A month later, a different panel of judges at the CAFC considered the case of Ultramercial v. Hulu, in which a different business method was at issue. Ultramercial’s patent disclosed a process for permitting a viewer to watch a copyrighted video or otherwise consume content over the Internet once the viewer had watched an advertisement. Conceivably, without the aid of a computer, a person could consider whether a person had viewed an ad and then authorize that person to watch a video. By the rationale of the CyberSource decision from a month earlier, even though the patent claims in Ultramercial recited a technological link (here, permitting the consumer to watch the video over the Internet), the claims could rationally be vulnerable to being held patent-ineligible.

But in Ultramercial, a different three-judge CAFC panel held otherwise. In the opinion, drafted by CAFC Chief Judge Rader, the court held that the Ultramercial patent did not recite a series of purely mental steps, but rather, claims “a particular method for collecting revenue from the distribution of media products over the Internet.”

Since the claim at issue in Retail Decisions reciting “a method for verifying the validity of a credit card transaction over the Internet” was invalidated by the CAFC, but “a particular method for collecting revenue from the distribution of media products over the Internet” was held in Ultramercial to be valid, the holdings suggest the inconsistency regarding exactly what is a patent-eligible business method. From a patent-eligibility standpoint, what is the difference between “verifying the validity of a credit card transaction” and “collecting revenue from the distribution of media products” when both occur over the Internet?

I had the opportunity to hear Chief Judge Rader speak at a luncheon in Seattle for patent practioners the other day. He noted that the CAFC has now considered the patent-eligibility of business methods about six times since the Supreme Court handed down its 2010 Bilski v. Kappos ruling. Judge Rader suggested that if a patent claim includes a computer as part of its recitation, “that’s pretty close” to being patent-eligible all by itself.

Then, he addressed the possible inconsistency in the two recent cases discussed above. “CyberSource,” Judge Rader said, “was off-message.” He quickly added, “but it is a part of the message… CyberSource is the law of the Federal Circuit.” Those in the audience who were hoping for a clearer reconciliation of the two opinions didn’t receive one.
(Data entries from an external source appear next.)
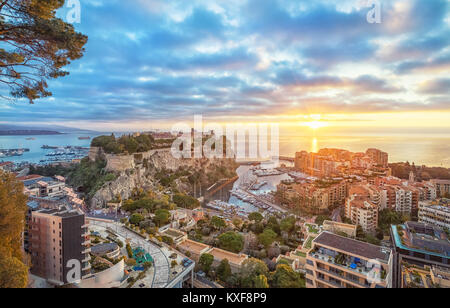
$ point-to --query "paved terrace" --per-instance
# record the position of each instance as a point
(162, 276)
(220, 254)
(351, 246)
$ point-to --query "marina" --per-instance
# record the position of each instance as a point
(44, 150)
(13, 152)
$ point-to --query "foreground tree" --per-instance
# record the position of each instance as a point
(224, 270)
(231, 241)
(251, 271)
(285, 277)
(35, 46)
(261, 282)
(13, 271)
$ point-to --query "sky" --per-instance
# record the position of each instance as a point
(150, 63)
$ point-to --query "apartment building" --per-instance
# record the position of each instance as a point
(196, 249)
(318, 195)
(340, 262)
(442, 187)
(58, 236)
(435, 213)
(403, 200)
(420, 245)
(379, 157)
(45, 187)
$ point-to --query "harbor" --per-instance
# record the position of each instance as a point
(13, 152)
(46, 149)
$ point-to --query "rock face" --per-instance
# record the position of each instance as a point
(137, 171)
(123, 186)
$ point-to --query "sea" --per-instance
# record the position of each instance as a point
(429, 149)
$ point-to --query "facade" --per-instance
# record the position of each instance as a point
(58, 236)
(419, 245)
(339, 227)
(361, 211)
(319, 195)
(379, 157)
(45, 187)
(196, 249)
(435, 213)
(442, 187)
(340, 262)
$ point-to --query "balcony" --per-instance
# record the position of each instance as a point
(86, 266)
(334, 284)
(349, 265)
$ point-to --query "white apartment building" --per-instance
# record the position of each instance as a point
(403, 200)
(361, 211)
(436, 213)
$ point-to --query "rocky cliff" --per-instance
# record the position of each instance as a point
(138, 171)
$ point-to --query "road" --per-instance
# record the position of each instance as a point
(161, 263)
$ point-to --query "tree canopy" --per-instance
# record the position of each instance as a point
(267, 237)
(36, 46)
(224, 270)
(13, 271)
(205, 262)
(231, 241)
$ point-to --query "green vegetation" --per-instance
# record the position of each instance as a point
(224, 270)
(255, 216)
(251, 271)
(388, 217)
(285, 277)
(126, 144)
(185, 201)
(287, 224)
(167, 178)
(260, 282)
(87, 176)
(218, 223)
(267, 237)
(36, 46)
(162, 217)
(13, 271)
(231, 241)
(135, 219)
(129, 251)
(308, 244)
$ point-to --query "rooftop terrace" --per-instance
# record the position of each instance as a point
(353, 247)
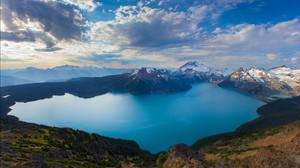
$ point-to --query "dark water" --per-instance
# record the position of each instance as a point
(154, 121)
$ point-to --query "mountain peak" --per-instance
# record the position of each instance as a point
(66, 67)
(196, 66)
(193, 63)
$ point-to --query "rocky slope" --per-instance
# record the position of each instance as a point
(30, 145)
(262, 83)
(276, 147)
(272, 140)
(59, 73)
(194, 72)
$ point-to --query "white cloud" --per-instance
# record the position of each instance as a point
(148, 27)
(271, 56)
(88, 5)
(250, 38)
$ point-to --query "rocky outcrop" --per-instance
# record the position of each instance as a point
(273, 147)
(262, 83)
(182, 156)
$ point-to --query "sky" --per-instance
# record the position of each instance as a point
(157, 33)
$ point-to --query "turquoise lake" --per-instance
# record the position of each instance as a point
(155, 122)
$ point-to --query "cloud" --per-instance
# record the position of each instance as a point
(52, 49)
(148, 27)
(250, 38)
(88, 5)
(49, 22)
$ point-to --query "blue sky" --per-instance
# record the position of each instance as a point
(159, 33)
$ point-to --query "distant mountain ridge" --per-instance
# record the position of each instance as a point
(59, 73)
(258, 82)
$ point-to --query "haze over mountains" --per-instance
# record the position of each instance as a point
(59, 73)
(257, 82)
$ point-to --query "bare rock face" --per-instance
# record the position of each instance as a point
(272, 148)
(182, 156)
(261, 82)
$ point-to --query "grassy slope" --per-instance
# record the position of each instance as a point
(31, 145)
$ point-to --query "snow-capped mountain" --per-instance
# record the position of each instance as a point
(151, 80)
(194, 71)
(280, 80)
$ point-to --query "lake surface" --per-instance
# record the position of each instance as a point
(155, 122)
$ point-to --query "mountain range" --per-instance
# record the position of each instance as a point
(56, 74)
(260, 83)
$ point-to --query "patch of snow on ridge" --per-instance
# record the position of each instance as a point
(287, 75)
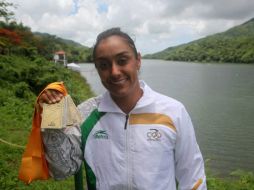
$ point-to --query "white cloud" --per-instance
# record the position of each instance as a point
(155, 25)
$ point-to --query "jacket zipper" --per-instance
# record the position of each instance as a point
(126, 121)
(127, 151)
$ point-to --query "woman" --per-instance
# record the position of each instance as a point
(132, 137)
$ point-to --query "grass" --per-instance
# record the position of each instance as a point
(21, 80)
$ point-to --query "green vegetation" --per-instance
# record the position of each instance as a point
(236, 45)
(17, 39)
(24, 72)
(21, 81)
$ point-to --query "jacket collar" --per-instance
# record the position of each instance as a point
(107, 104)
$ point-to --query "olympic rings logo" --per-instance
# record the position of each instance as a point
(153, 135)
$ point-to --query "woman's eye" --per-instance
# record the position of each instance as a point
(122, 61)
(102, 65)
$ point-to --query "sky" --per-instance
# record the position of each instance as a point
(153, 24)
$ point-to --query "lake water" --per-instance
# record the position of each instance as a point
(220, 100)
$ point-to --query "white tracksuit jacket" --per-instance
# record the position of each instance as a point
(149, 149)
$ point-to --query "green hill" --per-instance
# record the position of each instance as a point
(235, 45)
(17, 39)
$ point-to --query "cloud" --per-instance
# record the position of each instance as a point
(155, 25)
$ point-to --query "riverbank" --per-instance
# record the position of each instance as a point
(21, 80)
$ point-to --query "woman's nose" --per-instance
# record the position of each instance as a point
(115, 70)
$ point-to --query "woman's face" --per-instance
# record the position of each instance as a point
(118, 67)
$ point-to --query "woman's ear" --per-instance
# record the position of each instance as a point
(138, 61)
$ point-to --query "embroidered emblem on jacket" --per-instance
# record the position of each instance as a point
(153, 135)
(100, 134)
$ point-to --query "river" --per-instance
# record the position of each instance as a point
(220, 100)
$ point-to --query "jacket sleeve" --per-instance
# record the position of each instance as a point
(63, 152)
(189, 163)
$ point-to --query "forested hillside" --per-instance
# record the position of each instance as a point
(235, 45)
(17, 39)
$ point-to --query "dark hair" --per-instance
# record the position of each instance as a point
(114, 32)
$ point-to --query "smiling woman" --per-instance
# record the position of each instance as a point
(126, 130)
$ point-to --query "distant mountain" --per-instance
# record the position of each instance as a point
(17, 39)
(75, 52)
(235, 45)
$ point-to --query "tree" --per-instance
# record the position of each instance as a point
(5, 13)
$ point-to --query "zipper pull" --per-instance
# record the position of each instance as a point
(126, 121)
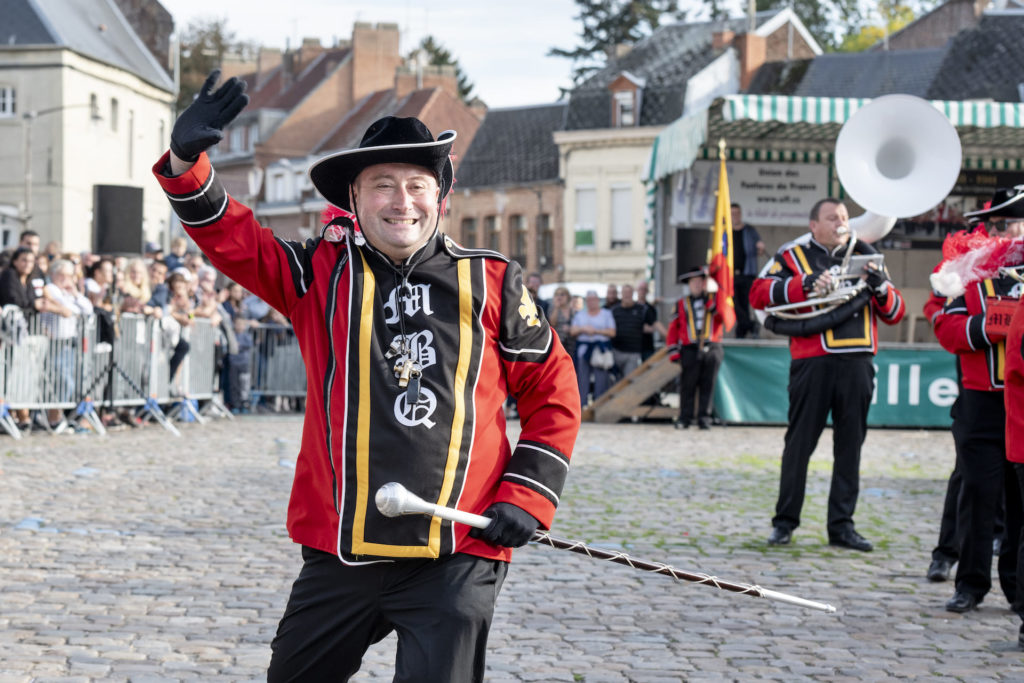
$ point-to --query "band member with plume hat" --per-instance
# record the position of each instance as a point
(412, 344)
(974, 325)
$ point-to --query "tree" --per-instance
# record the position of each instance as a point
(438, 55)
(204, 44)
(823, 18)
(892, 16)
(610, 23)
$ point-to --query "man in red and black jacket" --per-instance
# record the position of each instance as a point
(412, 345)
(974, 327)
(695, 334)
(832, 368)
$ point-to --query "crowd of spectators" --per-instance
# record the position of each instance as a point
(174, 289)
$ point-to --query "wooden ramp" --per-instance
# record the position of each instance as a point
(625, 400)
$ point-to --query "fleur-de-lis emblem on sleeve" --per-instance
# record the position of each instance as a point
(527, 309)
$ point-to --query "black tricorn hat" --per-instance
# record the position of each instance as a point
(692, 271)
(1007, 203)
(388, 140)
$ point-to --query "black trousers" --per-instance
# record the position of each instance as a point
(441, 610)
(1015, 519)
(741, 299)
(979, 433)
(697, 374)
(947, 547)
(842, 385)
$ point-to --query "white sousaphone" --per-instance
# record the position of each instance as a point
(897, 157)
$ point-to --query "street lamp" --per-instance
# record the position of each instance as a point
(29, 119)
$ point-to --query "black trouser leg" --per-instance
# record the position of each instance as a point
(177, 356)
(1012, 518)
(741, 300)
(851, 399)
(978, 433)
(710, 363)
(689, 374)
(810, 391)
(441, 610)
(947, 548)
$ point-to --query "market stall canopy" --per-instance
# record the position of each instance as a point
(788, 128)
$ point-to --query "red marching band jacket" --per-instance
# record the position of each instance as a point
(477, 336)
(683, 328)
(1013, 395)
(781, 282)
(974, 327)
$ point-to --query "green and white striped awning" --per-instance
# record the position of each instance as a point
(838, 110)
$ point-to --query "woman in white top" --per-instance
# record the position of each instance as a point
(593, 328)
(69, 305)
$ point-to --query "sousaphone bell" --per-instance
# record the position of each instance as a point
(897, 157)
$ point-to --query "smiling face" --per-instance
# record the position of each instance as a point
(397, 207)
(25, 262)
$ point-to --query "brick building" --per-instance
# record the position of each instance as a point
(507, 195)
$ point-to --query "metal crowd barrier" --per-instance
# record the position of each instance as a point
(276, 368)
(51, 363)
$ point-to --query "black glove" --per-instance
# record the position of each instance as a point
(201, 126)
(512, 526)
(877, 281)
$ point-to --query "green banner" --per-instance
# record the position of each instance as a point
(914, 385)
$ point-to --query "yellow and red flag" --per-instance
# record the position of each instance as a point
(721, 248)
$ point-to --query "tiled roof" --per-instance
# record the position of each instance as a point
(778, 78)
(436, 109)
(272, 90)
(23, 26)
(666, 59)
(349, 130)
(985, 61)
(95, 29)
(871, 74)
(513, 145)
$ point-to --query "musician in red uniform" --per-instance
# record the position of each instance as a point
(1013, 399)
(412, 345)
(832, 368)
(971, 326)
(695, 334)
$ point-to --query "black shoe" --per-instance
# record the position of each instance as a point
(939, 570)
(779, 537)
(962, 602)
(852, 540)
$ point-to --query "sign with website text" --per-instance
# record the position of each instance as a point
(913, 387)
(770, 194)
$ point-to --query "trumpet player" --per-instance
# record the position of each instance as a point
(973, 325)
(832, 369)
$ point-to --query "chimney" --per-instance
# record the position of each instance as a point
(752, 50)
(721, 39)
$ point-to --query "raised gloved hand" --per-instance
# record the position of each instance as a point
(512, 526)
(877, 281)
(202, 125)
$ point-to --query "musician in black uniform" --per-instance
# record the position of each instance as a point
(967, 327)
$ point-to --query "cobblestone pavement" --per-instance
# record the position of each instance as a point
(145, 557)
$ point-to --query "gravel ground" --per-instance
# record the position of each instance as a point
(145, 557)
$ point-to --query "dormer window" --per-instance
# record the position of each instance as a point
(627, 91)
(625, 114)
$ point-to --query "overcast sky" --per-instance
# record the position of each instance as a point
(500, 45)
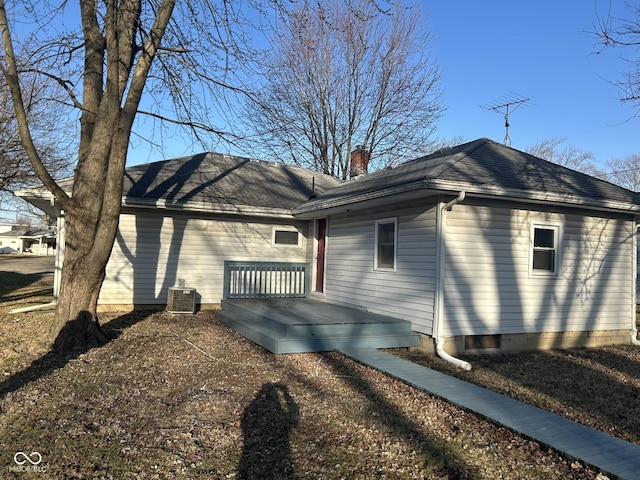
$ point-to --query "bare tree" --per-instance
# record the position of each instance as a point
(50, 130)
(625, 172)
(104, 55)
(341, 75)
(616, 32)
(555, 150)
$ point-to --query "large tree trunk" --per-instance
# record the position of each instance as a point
(75, 325)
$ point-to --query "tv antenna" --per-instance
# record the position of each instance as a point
(506, 107)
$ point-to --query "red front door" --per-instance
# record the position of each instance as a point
(321, 235)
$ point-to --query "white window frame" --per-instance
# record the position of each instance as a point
(557, 243)
(386, 221)
(285, 229)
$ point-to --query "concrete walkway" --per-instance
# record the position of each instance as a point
(610, 454)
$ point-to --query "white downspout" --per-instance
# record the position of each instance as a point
(440, 271)
(634, 328)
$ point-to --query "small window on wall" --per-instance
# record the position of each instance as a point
(286, 237)
(545, 250)
(386, 236)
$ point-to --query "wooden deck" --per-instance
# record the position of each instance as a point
(296, 325)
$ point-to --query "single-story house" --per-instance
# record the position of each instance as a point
(479, 246)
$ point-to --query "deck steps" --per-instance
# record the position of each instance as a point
(306, 325)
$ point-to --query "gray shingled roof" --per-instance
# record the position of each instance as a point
(212, 179)
(482, 167)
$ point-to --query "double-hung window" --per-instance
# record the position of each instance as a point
(286, 236)
(544, 256)
(386, 241)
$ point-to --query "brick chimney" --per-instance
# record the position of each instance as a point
(359, 161)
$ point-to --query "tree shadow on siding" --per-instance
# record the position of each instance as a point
(13, 286)
(267, 423)
(55, 360)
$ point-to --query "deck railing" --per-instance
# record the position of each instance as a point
(265, 279)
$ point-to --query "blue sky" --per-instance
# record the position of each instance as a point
(494, 51)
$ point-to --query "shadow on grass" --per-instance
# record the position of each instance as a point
(267, 423)
(588, 390)
(54, 360)
(441, 459)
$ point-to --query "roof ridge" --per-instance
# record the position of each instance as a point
(464, 150)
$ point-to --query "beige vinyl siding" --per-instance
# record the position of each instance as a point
(490, 288)
(153, 252)
(407, 292)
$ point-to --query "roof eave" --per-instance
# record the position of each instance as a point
(431, 187)
(206, 207)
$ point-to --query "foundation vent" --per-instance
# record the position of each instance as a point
(181, 300)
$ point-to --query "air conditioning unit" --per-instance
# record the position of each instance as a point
(181, 300)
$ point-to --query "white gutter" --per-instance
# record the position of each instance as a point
(634, 328)
(438, 327)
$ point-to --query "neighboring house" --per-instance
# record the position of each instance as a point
(10, 242)
(20, 240)
(478, 246)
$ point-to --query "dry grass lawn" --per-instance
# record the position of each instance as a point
(183, 397)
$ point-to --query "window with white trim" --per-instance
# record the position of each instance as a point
(386, 241)
(286, 237)
(544, 257)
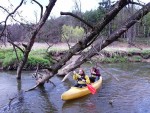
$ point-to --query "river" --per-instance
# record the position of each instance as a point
(131, 94)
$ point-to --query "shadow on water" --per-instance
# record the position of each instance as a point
(128, 95)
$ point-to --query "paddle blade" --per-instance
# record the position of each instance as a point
(91, 89)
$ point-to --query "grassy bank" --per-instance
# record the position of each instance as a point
(38, 55)
(9, 60)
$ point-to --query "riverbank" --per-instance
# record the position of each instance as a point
(44, 56)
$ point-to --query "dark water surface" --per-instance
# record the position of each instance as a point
(131, 94)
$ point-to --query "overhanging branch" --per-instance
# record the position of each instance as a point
(77, 17)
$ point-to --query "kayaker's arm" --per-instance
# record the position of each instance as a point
(87, 79)
(75, 76)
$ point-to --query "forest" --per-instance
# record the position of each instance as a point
(114, 32)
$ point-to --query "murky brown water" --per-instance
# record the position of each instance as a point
(131, 94)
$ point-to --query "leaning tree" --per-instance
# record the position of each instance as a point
(92, 38)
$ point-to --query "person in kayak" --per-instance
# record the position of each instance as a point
(95, 74)
(81, 78)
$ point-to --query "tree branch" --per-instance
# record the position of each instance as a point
(16, 46)
(77, 17)
(10, 14)
(40, 7)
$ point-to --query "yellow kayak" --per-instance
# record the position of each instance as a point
(75, 92)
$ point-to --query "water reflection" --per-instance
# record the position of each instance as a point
(128, 95)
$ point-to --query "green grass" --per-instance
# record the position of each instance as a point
(8, 58)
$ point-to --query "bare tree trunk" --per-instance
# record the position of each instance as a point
(93, 36)
(113, 37)
(33, 36)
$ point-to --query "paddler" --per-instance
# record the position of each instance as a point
(81, 78)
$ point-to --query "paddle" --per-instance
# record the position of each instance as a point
(91, 89)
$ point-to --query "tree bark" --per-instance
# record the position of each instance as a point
(87, 40)
(113, 37)
(33, 36)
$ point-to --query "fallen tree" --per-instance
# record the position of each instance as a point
(92, 36)
(100, 44)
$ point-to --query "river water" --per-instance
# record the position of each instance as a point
(131, 94)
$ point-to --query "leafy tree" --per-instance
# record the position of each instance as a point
(71, 33)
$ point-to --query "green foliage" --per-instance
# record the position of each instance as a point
(72, 33)
(34, 60)
(10, 59)
(35, 57)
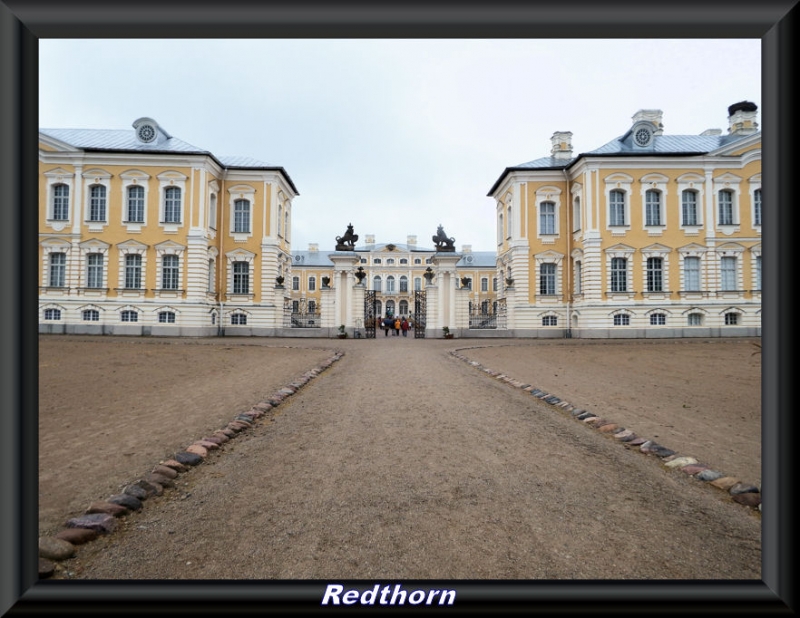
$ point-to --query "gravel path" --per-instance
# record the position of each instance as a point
(401, 461)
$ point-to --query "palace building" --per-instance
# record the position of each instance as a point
(649, 235)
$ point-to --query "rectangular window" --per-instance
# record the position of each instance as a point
(728, 274)
(658, 319)
(94, 270)
(97, 203)
(170, 272)
(133, 272)
(135, 204)
(241, 279)
(757, 207)
(619, 275)
(547, 279)
(655, 275)
(547, 218)
(58, 269)
(726, 207)
(617, 207)
(691, 274)
(652, 207)
(689, 207)
(241, 216)
(172, 205)
(60, 202)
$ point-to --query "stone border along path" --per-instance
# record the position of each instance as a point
(742, 493)
(100, 517)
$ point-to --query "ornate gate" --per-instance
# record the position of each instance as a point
(420, 312)
(370, 315)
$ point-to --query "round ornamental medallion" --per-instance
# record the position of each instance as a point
(642, 136)
(146, 133)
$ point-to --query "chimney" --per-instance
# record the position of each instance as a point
(651, 115)
(562, 145)
(742, 118)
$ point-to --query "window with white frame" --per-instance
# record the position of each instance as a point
(655, 274)
(727, 273)
(241, 278)
(689, 208)
(58, 270)
(547, 218)
(547, 279)
(170, 272)
(172, 205)
(725, 204)
(695, 319)
(94, 270)
(241, 216)
(60, 211)
(97, 203)
(616, 207)
(757, 207)
(619, 274)
(134, 212)
(652, 204)
(757, 286)
(133, 271)
(691, 273)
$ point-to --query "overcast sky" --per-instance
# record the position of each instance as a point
(394, 136)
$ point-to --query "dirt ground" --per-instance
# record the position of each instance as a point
(401, 460)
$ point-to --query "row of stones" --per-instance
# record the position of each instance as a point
(101, 517)
(743, 493)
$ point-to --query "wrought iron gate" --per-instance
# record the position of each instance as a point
(370, 315)
(420, 312)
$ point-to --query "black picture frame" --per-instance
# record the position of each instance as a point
(24, 22)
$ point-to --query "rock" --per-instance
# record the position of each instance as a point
(742, 488)
(679, 462)
(77, 536)
(52, 548)
(748, 499)
(197, 450)
(117, 510)
(100, 522)
(126, 500)
(188, 459)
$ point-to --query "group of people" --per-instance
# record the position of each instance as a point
(395, 324)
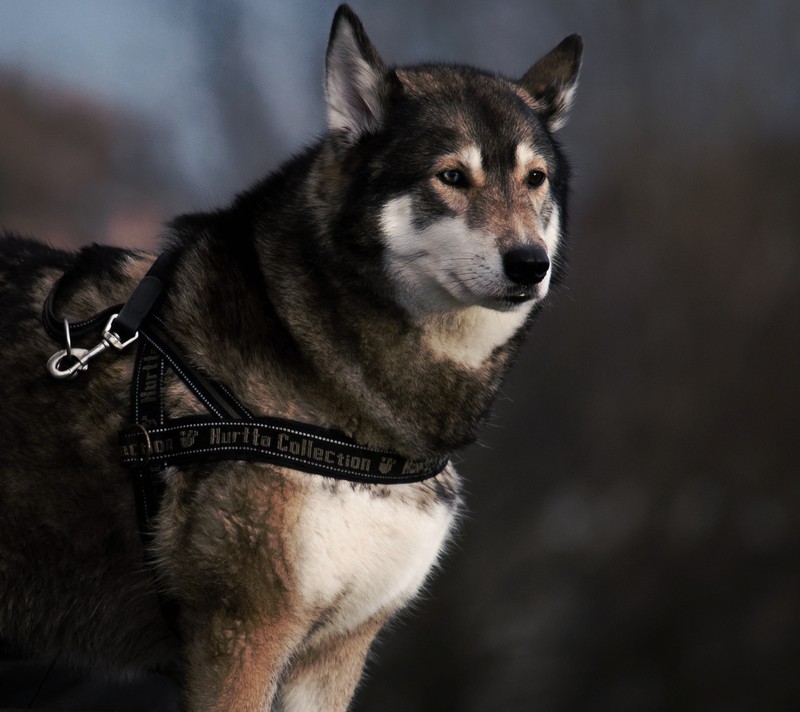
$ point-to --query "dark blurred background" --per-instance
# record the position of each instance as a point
(633, 537)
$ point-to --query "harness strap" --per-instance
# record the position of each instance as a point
(155, 442)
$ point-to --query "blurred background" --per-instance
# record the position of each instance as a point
(633, 541)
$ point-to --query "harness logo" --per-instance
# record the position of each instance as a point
(386, 464)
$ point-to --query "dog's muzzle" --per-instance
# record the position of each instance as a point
(526, 265)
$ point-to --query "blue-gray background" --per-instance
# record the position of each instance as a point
(633, 537)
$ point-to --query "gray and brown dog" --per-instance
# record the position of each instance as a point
(377, 284)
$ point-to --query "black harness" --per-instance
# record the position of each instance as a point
(155, 441)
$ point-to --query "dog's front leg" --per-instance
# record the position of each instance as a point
(233, 666)
(325, 675)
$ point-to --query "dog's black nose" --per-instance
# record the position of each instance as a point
(526, 265)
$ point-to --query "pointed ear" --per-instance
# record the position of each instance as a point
(355, 78)
(553, 79)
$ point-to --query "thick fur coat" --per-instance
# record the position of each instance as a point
(379, 283)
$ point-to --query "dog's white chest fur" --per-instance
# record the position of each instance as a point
(360, 554)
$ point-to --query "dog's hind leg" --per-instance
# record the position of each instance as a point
(325, 675)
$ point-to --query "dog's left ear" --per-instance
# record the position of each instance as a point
(355, 78)
(553, 79)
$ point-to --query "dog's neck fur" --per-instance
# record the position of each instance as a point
(279, 345)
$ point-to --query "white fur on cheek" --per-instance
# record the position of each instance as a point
(470, 337)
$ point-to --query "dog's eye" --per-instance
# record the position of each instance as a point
(535, 179)
(453, 177)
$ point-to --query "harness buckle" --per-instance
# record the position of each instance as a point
(57, 363)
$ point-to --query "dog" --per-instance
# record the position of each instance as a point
(377, 285)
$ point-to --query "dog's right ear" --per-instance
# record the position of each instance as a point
(355, 78)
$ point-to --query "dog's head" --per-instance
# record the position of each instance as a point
(462, 179)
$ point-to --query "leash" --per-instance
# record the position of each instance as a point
(230, 432)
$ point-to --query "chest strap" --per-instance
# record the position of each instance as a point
(154, 441)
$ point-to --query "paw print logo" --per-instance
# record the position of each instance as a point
(386, 464)
(188, 437)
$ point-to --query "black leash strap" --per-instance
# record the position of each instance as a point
(230, 432)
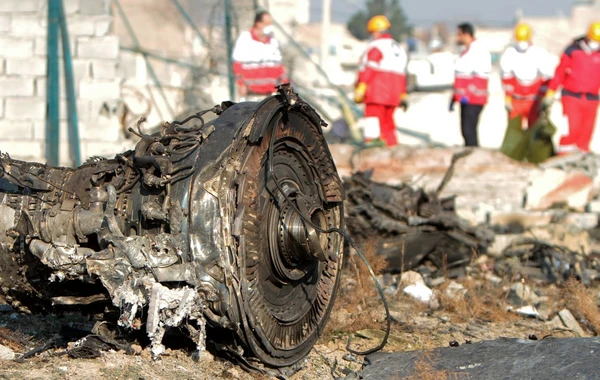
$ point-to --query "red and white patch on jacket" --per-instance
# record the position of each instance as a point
(383, 70)
(258, 63)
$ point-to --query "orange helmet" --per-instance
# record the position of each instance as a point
(594, 32)
(378, 24)
(523, 33)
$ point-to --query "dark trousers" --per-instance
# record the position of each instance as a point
(469, 118)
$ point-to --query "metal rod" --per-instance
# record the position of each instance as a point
(190, 22)
(53, 86)
(136, 43)
(72, 119)
(229, 44)
(160, 58)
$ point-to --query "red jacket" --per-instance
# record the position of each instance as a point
(258, 63)
(578, 71)
(383, 70)
(525, 73)
(472, 72)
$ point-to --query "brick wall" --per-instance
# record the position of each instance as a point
(23, 29)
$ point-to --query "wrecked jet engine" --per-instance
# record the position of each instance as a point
(220, 223)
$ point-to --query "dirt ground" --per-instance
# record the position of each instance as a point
(480, 314)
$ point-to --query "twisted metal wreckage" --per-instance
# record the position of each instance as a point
(223, 223)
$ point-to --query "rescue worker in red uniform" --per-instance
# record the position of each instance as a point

Still, one can look to Judge Rader’s discussion of the CyberSource case in his Ultramercial opinion. “The eligibility exclusion for purely mental steps is particularly narrow,” he wrote, with the word “purely” emphasized with italics. One might wonder whether Chief Judge Rader, in his capacity to assign the task of writing an opinion in a case to a particular judge, added the Ultramercial case to his own docket to have a chance to express a wider, more favorable view of the patent-eligibility of business methods.

Some believe that the panel of judges that CyberSource happened to draw was in part why the finding of invalidity of their patent was affirmed. Perhaps in light of Judge Rader’s comments in Ultramercial, CyberSource would fare better should their case be re-heard by the entire CAFC in an en banc review of the panel decision. If CyberSource seeks such an en banc review, we may see some further useful guidance on the patent-eligibility of business methods.